When the getaddrinfo() function returns, the res structure contains the results that we use to set the results property:

-(void)nameWithSockaddr:(struct sockaddr *)saddr { [self setVars]; char host[1024]; char serv[20]; _errorCode = getnameinfo(saddr, sizeof saddr, host,
sizeof host, serv, sizeof serv, 0); self.hostname = [NSString stringWithUTF8String:host]; self.service = [NSString stringWithUTF8String:serv]; }

The nameWithSockaddr: method will retrieve the names associated with a given IP address. We start this method by calling the setVars method to initialize the object's properties. We then define the two character arrays that will contain the results of the getnameinfo() function call.

The getnameinfo() function will take the address information from the saddr sockaddr structure, perform a lookup for the host/service name, and put the results into the host and serv character arrays. If the getnameinfo() function was successful, it will return 0, otherwise it will return -1.

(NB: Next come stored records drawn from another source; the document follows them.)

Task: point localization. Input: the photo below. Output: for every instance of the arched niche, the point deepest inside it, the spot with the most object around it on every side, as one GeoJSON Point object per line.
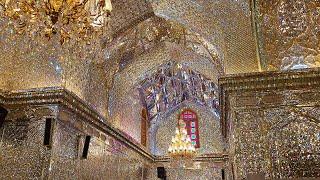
{"type": "Point", "coordinates": [163, 128]}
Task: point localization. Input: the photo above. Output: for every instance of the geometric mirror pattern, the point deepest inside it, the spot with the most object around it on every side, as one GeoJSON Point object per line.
{"type": "Point", "coordinates": [174, 83]}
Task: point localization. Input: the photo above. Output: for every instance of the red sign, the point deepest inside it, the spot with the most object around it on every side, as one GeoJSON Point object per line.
{"type": "Point", "coordinates": [192, 126]}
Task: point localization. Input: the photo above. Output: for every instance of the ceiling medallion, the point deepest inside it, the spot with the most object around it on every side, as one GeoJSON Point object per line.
{"type": "Point", "coordinates": [70, 19]}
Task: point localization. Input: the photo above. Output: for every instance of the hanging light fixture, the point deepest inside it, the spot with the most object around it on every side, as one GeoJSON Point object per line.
{"type": "Point", "coordinates": [71, 19]}
{"type": "Point", "coordinates": [181, 146]}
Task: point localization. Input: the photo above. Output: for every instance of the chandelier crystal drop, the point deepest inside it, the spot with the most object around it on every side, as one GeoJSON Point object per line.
{"type": "Point", "coordinates": [69, 19]}
{"type": "Point", "coordinates": [181, 146]}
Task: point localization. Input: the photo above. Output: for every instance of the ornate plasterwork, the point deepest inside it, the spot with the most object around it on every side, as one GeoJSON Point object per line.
{"type": "Point", "coordinates": [271, 123]}
{"type": "Point", "coordinates": [224, 23]}
{"type": "Point", "coordinates": [65, 98]}
{"type": "Point", "coordinates": [162, 129]}
{"type": "Point", "coordinates": [288, 33]}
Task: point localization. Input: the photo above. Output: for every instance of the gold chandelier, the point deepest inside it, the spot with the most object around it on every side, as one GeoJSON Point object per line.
{"type": "Point", "coordinates": [70, 19]}
{"type": "Point", "coordinates": [181, 146]}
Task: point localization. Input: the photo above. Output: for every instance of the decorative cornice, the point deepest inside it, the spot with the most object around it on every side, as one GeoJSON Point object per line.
{"type": "Point", "coordinates": [270, 80]}
{"type": "Point", "coordinates": [264, 81]}
{"type": "Point", "coordinates": [201, 158]}
{"type": "Point", "coordinates": [61, 96]}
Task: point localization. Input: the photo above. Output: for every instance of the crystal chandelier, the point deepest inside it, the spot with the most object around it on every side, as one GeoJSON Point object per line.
{"type": "Point", "coordinates": [70, 19]}
{"type": "Point", "coordinates": [181, 146]}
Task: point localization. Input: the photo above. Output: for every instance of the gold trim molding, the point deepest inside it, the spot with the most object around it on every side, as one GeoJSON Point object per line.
{"type": "Point", "coordinates": [267, 82]}
{"type": "Point", "coordinates": [67, 99]}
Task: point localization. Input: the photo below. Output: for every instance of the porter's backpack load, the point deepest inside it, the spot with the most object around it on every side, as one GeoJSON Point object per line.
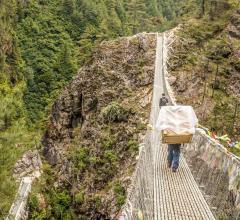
{"type": "Point", "coordinates": [177, 124]}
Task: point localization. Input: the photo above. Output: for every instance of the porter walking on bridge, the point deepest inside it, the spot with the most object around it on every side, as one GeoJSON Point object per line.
{"type": "Point", "coordinates": [173, 156]}
{"type": "Point", "coordinates": [177, 124]}
{"type": "Point", "coordinates": [163, 100]}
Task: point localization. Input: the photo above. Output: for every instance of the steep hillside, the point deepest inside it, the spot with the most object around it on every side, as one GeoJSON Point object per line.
{"type": "Point", "coordinates": [205, 67]}
{"type": "Point", "coordinates": [95, 128]}
{"type": "Point", "coordinates": [42, 44]}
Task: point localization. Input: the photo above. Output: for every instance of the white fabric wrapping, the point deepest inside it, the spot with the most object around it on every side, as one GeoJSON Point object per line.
{"type": "Point", "coordinates": [179, 119]}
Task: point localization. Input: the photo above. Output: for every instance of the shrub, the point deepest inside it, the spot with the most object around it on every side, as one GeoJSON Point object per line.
{"type": "Point", "coordinates": [79, 198]}
{"type": "Point", "coordinates": [133, 146]}
{"type": "Point", "coordinates": [115, 113]}
{"type": "Point", "coordinates": [120, 193]}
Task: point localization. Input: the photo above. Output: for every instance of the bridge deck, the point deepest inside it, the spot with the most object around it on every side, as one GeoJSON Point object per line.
{"type": "Point", "coordinates": [157, 193]}
{"type": "Point", "coordinates": [176, 195]}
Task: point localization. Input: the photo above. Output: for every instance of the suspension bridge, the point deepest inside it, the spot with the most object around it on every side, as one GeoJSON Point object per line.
{"type": "Point", "coordinates": [156, 192]}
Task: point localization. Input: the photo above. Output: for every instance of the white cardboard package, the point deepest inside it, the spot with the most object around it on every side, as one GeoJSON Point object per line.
{"type": "Point", "coordinates": [179, 119]}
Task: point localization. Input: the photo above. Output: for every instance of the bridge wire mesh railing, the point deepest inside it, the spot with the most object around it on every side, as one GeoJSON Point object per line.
{"type": "Point", "coordinates": [140, 200]}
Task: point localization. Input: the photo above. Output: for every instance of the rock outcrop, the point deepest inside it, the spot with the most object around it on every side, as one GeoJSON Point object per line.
{"type": "Point", "coordinates": [96, 125]}
{"type": "Point", "coordinates": [29, 165]}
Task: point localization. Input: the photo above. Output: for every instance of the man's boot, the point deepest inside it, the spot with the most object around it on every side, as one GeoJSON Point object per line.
{"type": "Point", "coordinates": [169, 164]}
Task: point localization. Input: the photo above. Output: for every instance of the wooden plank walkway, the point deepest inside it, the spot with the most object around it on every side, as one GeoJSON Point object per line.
{"type": "Point", "coordinates": [156, 192]}
{"type": "Point", "coordinates": [176, 195]}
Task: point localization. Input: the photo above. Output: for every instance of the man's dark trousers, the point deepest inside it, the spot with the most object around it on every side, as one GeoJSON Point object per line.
{"type": "Point", "coordinates": [174, 155]}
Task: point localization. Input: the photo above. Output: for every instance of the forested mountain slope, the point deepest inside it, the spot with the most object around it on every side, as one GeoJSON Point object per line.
{"type": "Point", "coordinates": [42, 45]}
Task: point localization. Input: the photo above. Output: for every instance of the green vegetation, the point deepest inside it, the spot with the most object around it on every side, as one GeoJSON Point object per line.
{"type": "Point", "coordinates": [44, 43]}
{"type": "Point", "coordinates": [114, 113]}
{"type": "Point", "coordinates": [120, 193]}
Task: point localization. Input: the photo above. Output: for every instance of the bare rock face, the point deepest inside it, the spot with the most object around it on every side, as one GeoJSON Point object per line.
{"type": "Point", "coordinates": [29, 165]}
{"type": "Point", "coordinates": [234, 27]}
{"type": "Point", "coordinates": [87, 153]}
{"type": "Point", "coordinates": [172, 80]}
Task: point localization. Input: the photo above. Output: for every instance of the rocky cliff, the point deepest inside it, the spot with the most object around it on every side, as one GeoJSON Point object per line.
{"type": "Point", "coordinates": [94, 130]}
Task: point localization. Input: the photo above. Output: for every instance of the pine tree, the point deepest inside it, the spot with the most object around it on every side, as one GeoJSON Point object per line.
{"type": "Point", "coordinates": [137, 14]}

Finally, we convert the host and serv character arrays to NSStrings and put the values into the hostname and service properties:

-(void)setVars { self.hostname = @""; self.service = @""; self.results = @""; _errorCode = 0; }

The setVars method simply sets all of the method's NSString properties to empty strings and the errorcode property to 0. This gives us a well-defined starting point for the method properties to make sure they do not contain stale information. Let's look at the errorString: method:

-(NSString *)errorString { return [NSString stringWithCString:gai_strerror(_errorCode)
encoding:NSASCIIStringEncoding]; }

The errorStiring method uses the gai_strerror() function to convert the error code from either the getnameinfo() or getaddrinfo() function calls to an actual error method that can tell us what went wrong; let's look at the setResults: method:

-(void)setResults:(struct addrinfo *)lResults { freeaddrinfo(self.results); _results = lResults; }

We create the setResults: method because we need to call the freeaddrinfo() function to release the results before setting the new results. This will avoid memory leaks in our application.

Using the AddrInfo class to perform the address/hostname resolution

In the following sample code, we will show how to get the hostname www.packtpub.com to list the IP addresses and then convert those IP addresses back to the hostnames:

struct addrinfo *res; struct addrinfo hints; memset(&hints, 0, sizeof hints); hints.ai_family = AF_UNSPEC; hints.ai_socktype = SOCK_STREAM;

We begin our address/hostname resolution code by setting up two addrinfo structures. The res structure will be used as a temporary store when we loop though the linked list of results that are returned to us from the addrWithHostname:Service:andHints: method. The hints structure will store the hints that we are going to pass to the addrWithHostname:Service:andHints: method to let the method know what type of addresses we are looking for.

Whenever you create a new structure that you plan on setting the values for, you should always use the memset() function to clear the memory of the structure. This will ensure that there is nothing in the memory that will corrupt the structure.

We set ai_family to AF_UNSPEC and ai_socktype to SOCK_STREAM. This tells the getaddrinfo() function that we are looking for any IP version (IPv4 or IPv6) but limiting our socket type to socket streams (these settings are used when we want to make a TCP connection). We could set the ai_family to AF_INET4 to limit the results to only IPv4 results, or set it to AF_INET6 for only IPv6 results. Let's look at how we would initiate the AddrInfo object:

AddrInfo *ai = [[AddrInfo alloc] init]; [ai addrWithHostname:@"www.packtpub.com" Service:@"443" andHints:&hints]; if (ai.errorCode != 0) { NSLog(@"Error in getaddrinfo(): %@",[ai getErrorString]); return -1; }

We now initiate our AddrInfo object and call the addrWithHostname:Service:andHints: method. For our example, we are requesting an address lookup for the www.packtpub.com hostname. The service we are requesting is port 443, which is HTTPS, and we are also supplying our hints structure, which specifies the type of addresses we are looking for.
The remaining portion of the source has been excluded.